A.D. 16 is marked by stellar performances. As Mary, Phoenix Best exhibits her Broadway (Dear Evan Hansen) and national touring chops. Ms. Best is a star in the making with an outstanding soprano voice. She performs in several group numbers including “Jesus Loves Me” and her moving solo “Better than This.” Ms. Best appears most comfortable in musical moments, but her overall performance shines brightly.

Ben Fankhauser as Jesus and Phoenix Best as Mary
As Jesus, Ben Fankhauser does a fine job of conveying the earnestness and seriousness of the boy. Also possessing strong vocal skills, Mr. Fankauser excels in “You Did it for Yourself” whereby he points out to Mary that her risky effort to take the lepers back to town was more about her than for the benefit of the lepers themselves.

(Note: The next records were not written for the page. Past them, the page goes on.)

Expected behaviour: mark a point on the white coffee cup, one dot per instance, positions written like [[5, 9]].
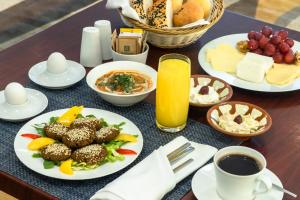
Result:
[[241, 187]]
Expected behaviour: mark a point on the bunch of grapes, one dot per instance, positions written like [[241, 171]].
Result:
[[273, 44]]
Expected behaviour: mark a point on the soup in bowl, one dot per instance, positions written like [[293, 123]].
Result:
[[122, 83]]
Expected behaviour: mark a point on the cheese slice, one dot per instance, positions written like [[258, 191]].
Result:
[[253, 67], [224, 58], [283, 74]]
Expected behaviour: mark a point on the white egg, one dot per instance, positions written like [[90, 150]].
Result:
[[15, 94], [56, 63]]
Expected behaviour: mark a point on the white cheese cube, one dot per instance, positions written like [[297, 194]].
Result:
[[253, 67]]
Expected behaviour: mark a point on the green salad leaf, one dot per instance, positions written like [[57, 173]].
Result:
[[48, 164], [37, 155]]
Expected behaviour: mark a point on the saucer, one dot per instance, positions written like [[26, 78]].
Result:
[[204, 185], [36, 103], [39, 75]]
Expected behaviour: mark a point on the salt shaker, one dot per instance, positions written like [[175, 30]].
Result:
[[90, 51], [104, 27]]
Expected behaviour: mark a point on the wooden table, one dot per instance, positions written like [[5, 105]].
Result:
[[281, 145]]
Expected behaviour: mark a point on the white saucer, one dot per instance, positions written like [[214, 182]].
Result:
[[204, 185], [39, 75], [36, 103]]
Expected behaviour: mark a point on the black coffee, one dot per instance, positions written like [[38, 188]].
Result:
[[239, 164]]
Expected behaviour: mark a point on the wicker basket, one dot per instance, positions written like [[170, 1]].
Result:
[[178, 37]]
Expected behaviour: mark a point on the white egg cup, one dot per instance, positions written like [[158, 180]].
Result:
[[56, 72], [18, 103]]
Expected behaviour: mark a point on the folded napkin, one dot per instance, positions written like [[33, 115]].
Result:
[[153, 177]]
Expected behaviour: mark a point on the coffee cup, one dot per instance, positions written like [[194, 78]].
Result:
[[239, 173]]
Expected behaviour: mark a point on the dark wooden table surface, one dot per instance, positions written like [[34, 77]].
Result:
[[281, 145]]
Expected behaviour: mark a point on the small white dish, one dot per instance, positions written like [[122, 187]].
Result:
[[204, 185], [118, 99], [141, 57], [73, 74], [36, 103]]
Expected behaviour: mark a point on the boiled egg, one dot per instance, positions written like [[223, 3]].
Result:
[[15, 94], [56, 63]]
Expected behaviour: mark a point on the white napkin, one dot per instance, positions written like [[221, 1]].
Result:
[[153, 177], [128, 11]]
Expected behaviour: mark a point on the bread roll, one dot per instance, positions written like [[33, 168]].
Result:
[[190, 12], [176, 4], [141, 7], [160, 14]]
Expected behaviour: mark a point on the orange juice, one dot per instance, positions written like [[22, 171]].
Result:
[[172, 92]]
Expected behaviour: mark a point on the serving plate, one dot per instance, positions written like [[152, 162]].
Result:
[[241, 108], [222, 88], [36, 164], [232, 79]]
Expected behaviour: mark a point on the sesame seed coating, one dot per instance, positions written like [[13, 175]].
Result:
[[79, 137], [91, 122], [106, 134], [55, 130], [91, 154], [56, 152]]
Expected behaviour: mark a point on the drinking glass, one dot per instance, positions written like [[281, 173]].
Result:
[[172, 92]]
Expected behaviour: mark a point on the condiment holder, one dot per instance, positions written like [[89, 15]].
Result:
[[141, 57], [18, 103], [57, 72]]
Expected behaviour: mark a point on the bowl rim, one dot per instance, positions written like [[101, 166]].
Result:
[[120, 95], [242, 135], [228, 96]]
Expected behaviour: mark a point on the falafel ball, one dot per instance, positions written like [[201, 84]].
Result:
[[106, 134], [56, 152], [79, 137], [55, 130], [91, 154], [91, 122]]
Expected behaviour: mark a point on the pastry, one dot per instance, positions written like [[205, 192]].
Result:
[[190, 12], [160, 14]]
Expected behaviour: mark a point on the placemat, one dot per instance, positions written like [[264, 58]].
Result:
[[142, 114]]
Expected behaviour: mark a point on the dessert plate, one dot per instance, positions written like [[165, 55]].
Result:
[[36, 164], [39, 75], [232, 79], [36, 103], [204, 185]]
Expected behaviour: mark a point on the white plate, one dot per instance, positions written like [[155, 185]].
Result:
[[39, 75], [204, 185], [235, 81], [36, 103], [36, 164]]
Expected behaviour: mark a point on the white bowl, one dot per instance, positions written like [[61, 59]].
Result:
[[117, 99], [141, 57]]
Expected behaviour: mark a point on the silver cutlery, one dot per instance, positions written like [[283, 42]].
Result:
[[284, 190], [179, 167]]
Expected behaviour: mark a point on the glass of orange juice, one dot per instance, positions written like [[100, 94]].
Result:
[[172, 92]]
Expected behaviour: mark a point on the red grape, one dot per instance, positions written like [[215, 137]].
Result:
[[252, 44], [275, 39], [269, 49], [263, 41], [267, 31], [257, 36], [289, 57], [257, 51], [283, 34], [289, 41], [251, 35], [278, 57], [284, 47]]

Broadway veteran Alan H. Green is excellent as Mary’s father Jacob. He is a controlling dad in which Mary has difficulty accepting. Sadly, the widower had preferred a son to a daughter and expresses that belief in the soulful song “If She Was a He.” At the end, he admitted his love for her and literally had the scars to prove it. Mr. Green’s acting was stellar throughout the production.

Other notable members of the cast include Kelli Blackwell, Jade Jones, Jared Loftin, Calvin McCoullough, Adelina Mitchell, Christian Montgomery, Da’Von Moody, Chani Wereley and an Ensemble consisting of Ales De Bard, Sylvern Groomes, Jr., RJ Pavel, John Sygar and Kanysha Williams.

Any opening night will produce a hiccup or two. On this night a top of a torch (facsimile) flew into the audience. From my perch it appeared that no one, thankfully, was injured and I can predict with great confidence that it won’t happen again.

A.D. 16 is an entertaining production that is performed by a talented cast.  Credit Artistic Director Jason Loewith and the team at Olney Theatre Center for taking a risk of putting on a brand-new musical amidst a pandemic and other challenges. In my opinion the risks were worthwhile, and I urge folks to enjoy this fine theatrical experience. 

Running time. Two hours and 15 minutes with an intermission.

A.D. 16 runs through March 20 (Extended) at the Olney Theatre Center, 2001 Olney-Sandy Spring Road, Olney, MD 20832. Tickets may be purchased by calling 301-924-3400 or by visiting here.